The Fed’s Preliminary Financial Statement for 2021 Is Out

“Net income” is a bizarre term for an organization that buys trillions of dollars of securities with money that it itself created.

By Wolf Richter for WOLF STREET.

The Federal Reserve’s balance sheet is a gigantic pile of assets on one side and liabilities and statutory capital on the other side. That balance sheet, which is released weekly and which we discuss frequently, generates a lot of income and a lot of expenses. In addition, the Fed gets income from fees. It has a ton of operating expenses. It pays dividends to its shareholders. And it remits to the Treasury Department what’s left over. The Fed discloses all this annually in its financial statement.

On Friday afternoon, the Fed released its unaudited preliminary financial statement for 2021. The audited financial statements will be released later in 2021.

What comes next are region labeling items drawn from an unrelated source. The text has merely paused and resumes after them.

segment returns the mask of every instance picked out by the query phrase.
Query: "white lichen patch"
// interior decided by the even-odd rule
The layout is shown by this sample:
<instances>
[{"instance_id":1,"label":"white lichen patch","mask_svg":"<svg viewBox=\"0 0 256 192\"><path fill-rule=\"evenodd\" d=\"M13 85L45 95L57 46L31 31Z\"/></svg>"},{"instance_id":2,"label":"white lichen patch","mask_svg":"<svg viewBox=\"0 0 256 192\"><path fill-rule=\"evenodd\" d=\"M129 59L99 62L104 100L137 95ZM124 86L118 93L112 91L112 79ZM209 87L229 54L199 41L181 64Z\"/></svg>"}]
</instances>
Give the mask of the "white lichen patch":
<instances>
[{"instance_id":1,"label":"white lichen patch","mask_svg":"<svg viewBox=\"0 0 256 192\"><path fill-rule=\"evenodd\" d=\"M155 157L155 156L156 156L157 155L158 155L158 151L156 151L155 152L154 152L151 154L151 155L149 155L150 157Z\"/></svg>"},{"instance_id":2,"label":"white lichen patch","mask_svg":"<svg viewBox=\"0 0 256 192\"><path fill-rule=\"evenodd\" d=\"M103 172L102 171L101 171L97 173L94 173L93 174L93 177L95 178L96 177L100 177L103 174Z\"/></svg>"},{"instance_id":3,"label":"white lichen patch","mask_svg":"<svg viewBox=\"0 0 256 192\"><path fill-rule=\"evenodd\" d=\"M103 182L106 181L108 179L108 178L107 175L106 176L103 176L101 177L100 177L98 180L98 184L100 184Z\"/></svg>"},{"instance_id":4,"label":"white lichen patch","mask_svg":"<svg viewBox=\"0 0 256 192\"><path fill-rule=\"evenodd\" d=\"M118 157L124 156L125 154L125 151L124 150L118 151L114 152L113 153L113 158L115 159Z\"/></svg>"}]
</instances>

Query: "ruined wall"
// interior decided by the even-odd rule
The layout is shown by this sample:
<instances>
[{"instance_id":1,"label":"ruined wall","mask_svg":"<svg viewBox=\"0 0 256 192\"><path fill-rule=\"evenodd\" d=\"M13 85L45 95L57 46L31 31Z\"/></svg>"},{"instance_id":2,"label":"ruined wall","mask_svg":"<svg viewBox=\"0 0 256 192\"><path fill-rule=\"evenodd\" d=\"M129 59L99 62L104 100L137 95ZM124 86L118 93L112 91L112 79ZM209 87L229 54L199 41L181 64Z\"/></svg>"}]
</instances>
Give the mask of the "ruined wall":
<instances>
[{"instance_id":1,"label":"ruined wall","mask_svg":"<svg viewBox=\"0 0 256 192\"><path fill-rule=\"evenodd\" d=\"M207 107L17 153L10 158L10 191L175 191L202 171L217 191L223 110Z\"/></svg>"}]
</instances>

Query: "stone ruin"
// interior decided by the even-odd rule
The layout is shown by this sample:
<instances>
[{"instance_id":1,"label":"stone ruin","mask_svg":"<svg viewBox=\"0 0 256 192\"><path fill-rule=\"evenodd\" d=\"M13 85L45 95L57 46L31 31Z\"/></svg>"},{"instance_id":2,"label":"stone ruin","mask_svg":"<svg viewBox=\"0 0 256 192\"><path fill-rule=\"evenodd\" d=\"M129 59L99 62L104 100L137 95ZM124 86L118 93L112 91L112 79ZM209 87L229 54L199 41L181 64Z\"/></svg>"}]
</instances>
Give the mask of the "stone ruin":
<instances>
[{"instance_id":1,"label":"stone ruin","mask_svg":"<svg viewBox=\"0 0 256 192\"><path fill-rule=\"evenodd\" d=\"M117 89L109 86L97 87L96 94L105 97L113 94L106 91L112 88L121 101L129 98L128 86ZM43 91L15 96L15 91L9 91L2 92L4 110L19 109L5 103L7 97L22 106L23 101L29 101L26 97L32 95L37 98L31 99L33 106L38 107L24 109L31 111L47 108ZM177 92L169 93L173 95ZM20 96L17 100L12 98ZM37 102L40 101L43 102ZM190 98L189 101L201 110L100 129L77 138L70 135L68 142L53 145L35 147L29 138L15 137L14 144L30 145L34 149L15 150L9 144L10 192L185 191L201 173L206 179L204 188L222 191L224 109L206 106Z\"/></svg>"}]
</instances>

For what it’s worth: The Fed’s audit firm, KPMG, has been entangled in innumerable scandals – such as using stolen regulatory information to cheat on audit inspections – and massive audit failures, such as of UK outsourcing giant Carillion, which suddenly collapsed at the beginning of 2018. So there’s nothing to worry about.

The Fed’s total “net income” for 2021: $107.8 billion.

The Fed is a very profitable organization. For 2021, it reported “net income” of $107.8 billion. But the Fed’s term “net income” is somewhat bizarre for an organization that buys trillions of dollars of securities with money that it itself created. But OK, we’ll go with the flow.

The Fed doesn’t pay income taxes, but it remits nearly all of its “net income” to Treasury Department, as required under the Federal Reserve Act.

By comparison, Apple booked a pretax income of $109 billion in its fiscal year 2021, just ahead of the Fed’s $107.8 billion. Apple’s auditor is Ernst & Young, which is tangled up in its own long series of scandals and audit failures.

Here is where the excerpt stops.